Kara spends a lot of time planet hopping, usually looking for planets with red suns like Krypton – because on those planets, she can drink alcohol and not have superpowers. Means describes, “She rides around in a junker spacecraft that looks like an RV on the inside, with her sole companion her dog, Krypto, who stole Gunn’s “Superman” out from under David Corenswet in his blue tights.”

New screenwriter Ana Nogueira’s story starts with a vicious scavenger race, the Brigands, who murder a family, played by Ferdinand Kingsley, Emily Piggford, and Bruce Lennox, in the middle of nowhere. The Brigands leave a teen girl, Ruthye, played by Eve Ridley, alive, who swears vengeance on their leader, Krem, played by Matthias Schoenaerts.

Ruthye’s father (Kingsley) managed to destroy the Brigands’ ship before he was killed, so the group finds a new one to steal: Kara’s. When she fights them, Krem hits Krypto with a poison dart – and a healer, played by Keeley Forsyth, tells Kara, through Ruthye, that she has three days to find Krem to get the antidote.

Kara searches for the Brigands, and Ruthye goes with her, despite the two strongly disagreeing on what will happen when they find Krem. Ruthye wants to kill him, but Kara needs him alive to get the antidote to save Krypto.

Means described, “What follows are a series of fight scenes, some of them in dive bars that make the Mos Eisley cantina look like a Best Western. In one bar, Kara and Ruthye encounter Lobo (Jason Momoa), a bored immortal who works as a bounty hunter. Lobo is a DC Comics fan favorite, I’m told, and Momoa brings the same comical menace to the role that he did to “Fast X” and “A Minecraft Movie.””

Means continued, “Gillespie’s action sequences are serviceable, if overly reliant on CGI and whiplash-inducing camera moves, in a narrative that borrows a little too much from Gunn’s “Guardians of the Galaxy” movies.”

The best part of “Supergirl” is Kara herself, and the way Alcock finds the center between the self-righteous hero and the angry, hopeless survivor. Hopefully James Gunn and his team will bring her back in a movie that has her use that bad girl attitude.
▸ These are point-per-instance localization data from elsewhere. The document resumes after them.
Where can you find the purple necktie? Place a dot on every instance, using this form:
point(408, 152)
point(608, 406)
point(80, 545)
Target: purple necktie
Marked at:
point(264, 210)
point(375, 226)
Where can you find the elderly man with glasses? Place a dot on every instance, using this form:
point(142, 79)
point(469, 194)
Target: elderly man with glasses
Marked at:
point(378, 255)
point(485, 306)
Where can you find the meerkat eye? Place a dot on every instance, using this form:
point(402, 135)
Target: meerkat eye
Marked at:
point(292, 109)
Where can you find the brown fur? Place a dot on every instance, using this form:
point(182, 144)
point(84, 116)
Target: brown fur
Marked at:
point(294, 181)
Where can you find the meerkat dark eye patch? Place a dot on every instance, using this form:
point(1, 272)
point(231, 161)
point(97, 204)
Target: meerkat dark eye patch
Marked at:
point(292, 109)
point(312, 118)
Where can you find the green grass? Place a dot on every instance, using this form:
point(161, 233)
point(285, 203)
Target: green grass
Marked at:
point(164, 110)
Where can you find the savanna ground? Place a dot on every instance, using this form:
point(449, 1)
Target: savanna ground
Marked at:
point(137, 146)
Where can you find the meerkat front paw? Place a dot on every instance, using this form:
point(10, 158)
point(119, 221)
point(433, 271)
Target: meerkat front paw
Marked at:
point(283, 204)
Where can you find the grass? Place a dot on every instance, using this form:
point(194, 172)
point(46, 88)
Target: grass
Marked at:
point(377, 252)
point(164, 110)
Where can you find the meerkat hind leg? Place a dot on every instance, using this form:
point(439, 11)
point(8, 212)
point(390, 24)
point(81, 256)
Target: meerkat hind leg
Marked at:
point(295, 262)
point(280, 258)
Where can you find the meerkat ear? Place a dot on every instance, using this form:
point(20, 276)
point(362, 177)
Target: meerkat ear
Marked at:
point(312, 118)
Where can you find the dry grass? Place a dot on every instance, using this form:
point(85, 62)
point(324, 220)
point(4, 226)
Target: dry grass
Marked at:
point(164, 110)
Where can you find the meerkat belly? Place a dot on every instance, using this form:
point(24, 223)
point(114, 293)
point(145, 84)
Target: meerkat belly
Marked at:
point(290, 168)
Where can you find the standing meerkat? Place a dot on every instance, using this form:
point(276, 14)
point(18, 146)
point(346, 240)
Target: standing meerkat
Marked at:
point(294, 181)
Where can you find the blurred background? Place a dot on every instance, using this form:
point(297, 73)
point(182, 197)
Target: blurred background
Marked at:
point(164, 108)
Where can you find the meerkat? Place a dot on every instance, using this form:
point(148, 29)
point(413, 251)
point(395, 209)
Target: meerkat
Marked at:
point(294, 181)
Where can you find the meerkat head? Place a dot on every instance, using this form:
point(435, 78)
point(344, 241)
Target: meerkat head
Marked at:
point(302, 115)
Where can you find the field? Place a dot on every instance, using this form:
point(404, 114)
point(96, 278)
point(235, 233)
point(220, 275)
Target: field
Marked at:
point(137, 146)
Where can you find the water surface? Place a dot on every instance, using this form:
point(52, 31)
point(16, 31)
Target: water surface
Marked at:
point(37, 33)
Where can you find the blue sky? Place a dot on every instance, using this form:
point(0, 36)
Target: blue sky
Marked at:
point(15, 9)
Overall, I wasn’t disappointed like so many other people have been. Alcock does a great job playing Kara and there are good elements of the movie. Gillespie does not know how to film action scenes, when they show Kara thinking back to what Clark tells her the meaning of the outfit was forced, and there are writing problems, but I’m still glad I saw it. This is “so” much better than the last time they did a Supergirl movie, if you remember my thoughts on that failed attempt. You should still see this in the theaters because it’s not a waste of money. Check it out and judge it based on your own opinion.